Because of these modern techniques, every German gun on the ridge was knocked out before the assault, save for those the enemy had purposely kept silent until the final hour.
Another key to the Vimy victory was Lieutenant-Colonel Raymond Brutinel, a French-born businessman who had made his fortune in the West and, when the war broke out, been instrumental in establishing the Canadian Machine Gun Corps. As well as commanding the force, he was an innovator who had developed a radical theory based on using “indirect” fire (a theory pooh-poohed by the British and French high commands, to whom the weapon was just a fancy rifle).
“Indirect fire” meant that, instead of firing directly at the enemy, the machine gun could be used to fire over the heads of assaulting troops, harassing road crossings, thwarting carrying parties, and sweeping the front to prevent the Germans from repairing wire.
Brutinel was given his lead by Currie. In almost every trench raid, machine-gun fire was used to intensify the box barrage that held the Germans in a cage of exploding steel. After Vimy, indirect fire, scorned so long by the brass hats, was adopted by all Allied armies.
The thoroughness and scope of the intensive training that preceded the attack was entirely new to the British army. Miles of white and coloured tapes were used to mark out full-scale replicas of the German trench system. By April, every infantry soldier from bottle washer to general officer knew the kind of ground he would have to cover — every fold, every pimple, every depression, every shell hole. Enemy trenches were outlined with tape, while strongholds, pillboxes, even barbed-wire entanglements were marked and labelled.

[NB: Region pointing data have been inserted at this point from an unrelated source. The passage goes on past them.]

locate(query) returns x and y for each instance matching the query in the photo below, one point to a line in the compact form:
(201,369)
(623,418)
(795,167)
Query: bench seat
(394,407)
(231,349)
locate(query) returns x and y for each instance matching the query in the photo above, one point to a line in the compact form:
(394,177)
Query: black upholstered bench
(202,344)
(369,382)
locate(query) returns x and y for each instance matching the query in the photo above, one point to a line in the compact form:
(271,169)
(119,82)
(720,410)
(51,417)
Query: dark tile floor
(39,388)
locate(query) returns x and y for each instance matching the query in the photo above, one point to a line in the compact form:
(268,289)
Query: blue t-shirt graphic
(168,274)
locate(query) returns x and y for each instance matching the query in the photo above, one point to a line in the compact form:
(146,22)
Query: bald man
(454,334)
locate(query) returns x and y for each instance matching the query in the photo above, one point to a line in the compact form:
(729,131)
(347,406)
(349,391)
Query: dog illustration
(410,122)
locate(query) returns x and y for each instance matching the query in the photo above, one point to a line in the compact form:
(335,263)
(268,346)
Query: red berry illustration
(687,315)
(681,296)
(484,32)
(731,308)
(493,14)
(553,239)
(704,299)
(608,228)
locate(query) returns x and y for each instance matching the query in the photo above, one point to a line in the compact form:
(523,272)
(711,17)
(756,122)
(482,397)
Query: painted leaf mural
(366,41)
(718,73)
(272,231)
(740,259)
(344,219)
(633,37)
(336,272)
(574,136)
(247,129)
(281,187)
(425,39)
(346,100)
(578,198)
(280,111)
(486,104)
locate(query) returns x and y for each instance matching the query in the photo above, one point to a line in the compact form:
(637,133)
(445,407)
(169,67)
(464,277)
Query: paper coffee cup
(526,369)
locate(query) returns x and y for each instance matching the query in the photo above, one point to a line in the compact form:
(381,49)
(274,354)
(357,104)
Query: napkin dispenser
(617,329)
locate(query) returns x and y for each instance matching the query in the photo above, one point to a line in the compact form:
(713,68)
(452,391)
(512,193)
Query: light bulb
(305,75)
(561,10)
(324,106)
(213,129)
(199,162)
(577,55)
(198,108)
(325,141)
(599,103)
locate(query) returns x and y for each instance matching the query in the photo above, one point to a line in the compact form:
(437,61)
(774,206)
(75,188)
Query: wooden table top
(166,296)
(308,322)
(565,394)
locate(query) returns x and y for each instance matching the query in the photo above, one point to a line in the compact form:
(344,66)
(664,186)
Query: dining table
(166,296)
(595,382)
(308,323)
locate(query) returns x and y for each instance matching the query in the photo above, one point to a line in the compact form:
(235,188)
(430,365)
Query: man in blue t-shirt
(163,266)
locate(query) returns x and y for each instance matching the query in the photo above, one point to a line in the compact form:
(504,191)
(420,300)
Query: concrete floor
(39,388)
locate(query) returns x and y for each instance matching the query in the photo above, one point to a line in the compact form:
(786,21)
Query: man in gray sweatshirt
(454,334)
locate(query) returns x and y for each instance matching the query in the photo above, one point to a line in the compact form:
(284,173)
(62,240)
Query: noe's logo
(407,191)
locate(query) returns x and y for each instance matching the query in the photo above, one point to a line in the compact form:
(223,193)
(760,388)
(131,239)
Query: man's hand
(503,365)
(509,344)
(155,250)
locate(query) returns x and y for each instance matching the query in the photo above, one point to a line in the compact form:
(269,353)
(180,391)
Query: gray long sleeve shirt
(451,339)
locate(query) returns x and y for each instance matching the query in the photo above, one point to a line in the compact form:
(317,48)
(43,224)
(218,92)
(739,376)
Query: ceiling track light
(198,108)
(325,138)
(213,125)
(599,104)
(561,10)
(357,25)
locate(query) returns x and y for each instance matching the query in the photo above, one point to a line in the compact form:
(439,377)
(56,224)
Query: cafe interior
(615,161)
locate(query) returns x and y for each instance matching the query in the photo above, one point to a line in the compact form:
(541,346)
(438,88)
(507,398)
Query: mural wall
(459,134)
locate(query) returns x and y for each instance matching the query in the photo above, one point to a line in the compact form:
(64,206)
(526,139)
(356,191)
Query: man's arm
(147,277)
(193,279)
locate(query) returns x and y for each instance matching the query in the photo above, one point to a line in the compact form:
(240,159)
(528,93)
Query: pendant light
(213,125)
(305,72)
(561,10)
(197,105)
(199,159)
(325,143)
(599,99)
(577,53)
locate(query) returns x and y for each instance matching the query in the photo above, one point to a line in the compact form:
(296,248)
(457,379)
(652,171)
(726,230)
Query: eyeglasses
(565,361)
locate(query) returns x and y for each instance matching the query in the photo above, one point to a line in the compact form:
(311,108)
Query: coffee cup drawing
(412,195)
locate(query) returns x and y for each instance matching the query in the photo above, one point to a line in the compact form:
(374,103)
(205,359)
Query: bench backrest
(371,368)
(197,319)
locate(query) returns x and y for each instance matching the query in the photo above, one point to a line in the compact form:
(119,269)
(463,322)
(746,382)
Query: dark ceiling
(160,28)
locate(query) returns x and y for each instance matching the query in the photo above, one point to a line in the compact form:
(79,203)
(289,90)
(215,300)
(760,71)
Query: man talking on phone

Entire divisions were put through manoeuvres. Because the troops would have to advance behind a “creeping barrage” — a curtain of exploding steel — that advance had to be choreographed to the second; men's lives depended on it. Officers on horseback carried flags to represent the advancing screen of shrapnel. Over and over again, the troops practised the “Vimy Glide,” walking at the rate of 100 yards every three minutes while instructors checked their watches.
At the First Army's headquarters, a Plasticine model of the Vimy sector showed the German trench system in detail, with all the topographical features. Byng himself often turned up to explain and to guide. “Make sure every man knows his task,” he would say to the sergeants and brigadiers who rubbed shoulders as they examined the model. “Explain it to him again and again. Encourage him to ask questions.”
In no previous British-led offensive had so little been left to chance. The knowledge that nothing had been overlooked seeped down to the newest private soldier and contributed to the high morale of the Canadian Corps.
That high morale produced a victory that helped to turn the tide in the war. The stunning success led to promotions — Byng took command of the entire British Third Army, and was succeeded by Currie, the first Canadian to lead the Canadian Corps.
But it also gave Canada what it needed most: a mythology to help in its transformation from a colonial backwater to a confident and increasingly independent nation.
This article by Pierre Berton appeared in The Globe and Mail on Oct. 30, 2004. Mr. Berton died on Nov. 30, 2004.